Keith next told us that he loved Gordon’s artwork, and that he was a good friend who he misses very much! He then remarked that Gordon gave the industry a “soul”. After next commenting that Gordon didn’t like to sign much of his art, Keith told us that Gordon often “lifted” the work of others, adding that he also had a “wicked sense of humor”.
We were next told that Gordon “never grew up” and that he loved comic books, cartoons, and toys. Keith then said that Gordon eventually died of lung cancer, adding that it was hard for him to go on without him. He then said that some artists today are also great. At that point Keith started showing a “slide show”, showing us some of Gordon’s non-pinball art.
Keith then told us that Gordon loved computers and wished he could have learned more about them. He then started telling a little about Gordon’s house which he said was a “strange house” with various types of art all over it, including such things as gargoyles. Keith then said Gordon also liked dragons, Egyptian things, and space.
At that point we were shown a slide showing an example of what was called the “stripping technique” in creating art. Keith then told us that he first met Gordon in Milwaukee, he then commenting that Gordon had “flexible ethics”, a term he told us that Gordon himself had coined. He next told of Gordon having to leave Adverting Posters Co. due to a flap over him “borrowing” some art involving Tarzan.

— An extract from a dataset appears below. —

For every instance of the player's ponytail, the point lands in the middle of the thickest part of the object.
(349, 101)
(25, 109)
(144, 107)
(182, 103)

Keith next told us that Gordon owned thousands of picture books, and that he loved the cartoon character Scooby Doo, and also liked to play with toys. He then told us that Gordon was born in Indiana but claimed to be Canadian, adding that he liked to run and was married twice, the second time only three weeks before his death.

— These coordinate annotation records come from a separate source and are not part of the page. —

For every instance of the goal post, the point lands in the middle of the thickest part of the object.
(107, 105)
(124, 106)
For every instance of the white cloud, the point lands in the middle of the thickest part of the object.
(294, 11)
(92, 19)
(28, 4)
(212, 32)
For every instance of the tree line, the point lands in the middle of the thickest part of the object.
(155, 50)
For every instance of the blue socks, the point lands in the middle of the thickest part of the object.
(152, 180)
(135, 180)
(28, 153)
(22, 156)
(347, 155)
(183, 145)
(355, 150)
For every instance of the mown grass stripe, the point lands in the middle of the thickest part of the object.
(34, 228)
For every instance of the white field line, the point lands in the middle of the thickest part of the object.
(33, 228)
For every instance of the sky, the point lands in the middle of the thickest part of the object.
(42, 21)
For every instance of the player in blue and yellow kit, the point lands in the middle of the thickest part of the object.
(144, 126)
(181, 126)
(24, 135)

We were then given the Internet address (URL) of a website devoted to Gordon, but sadly I recently learned that that site is no longer available on the Internet. Keith next told us that Gordon said he did art work for over 200 pinballs, although he claimed a few which he didn’t do. In Gordon’s mind, he went on, he was “the only artist on the planet”, adding that Gordon believed that Art Deco gave pingames “soul”.
After then telling us that all the women depicted in Gordon’s backglasses were his girlfriends, Keith ended his presentation by telling us that Gordon’s initials were “GAM”. He then asked if we had any questions?
The first question asked was what games Keith himself had designed for Taito? He answered his only game was an advanced concept pin game for Taito Brazil and a 3D pingame for Taito Japan neither of which “saw the light of day”. He said he did however create a skill game called ICE COLD BEER for Taito America that sold over 12,000 units. The final question was what Gordon’s middle initial stood for, Keith answering “Alexander”. The seminar then ended with Keith being given a good round of applause!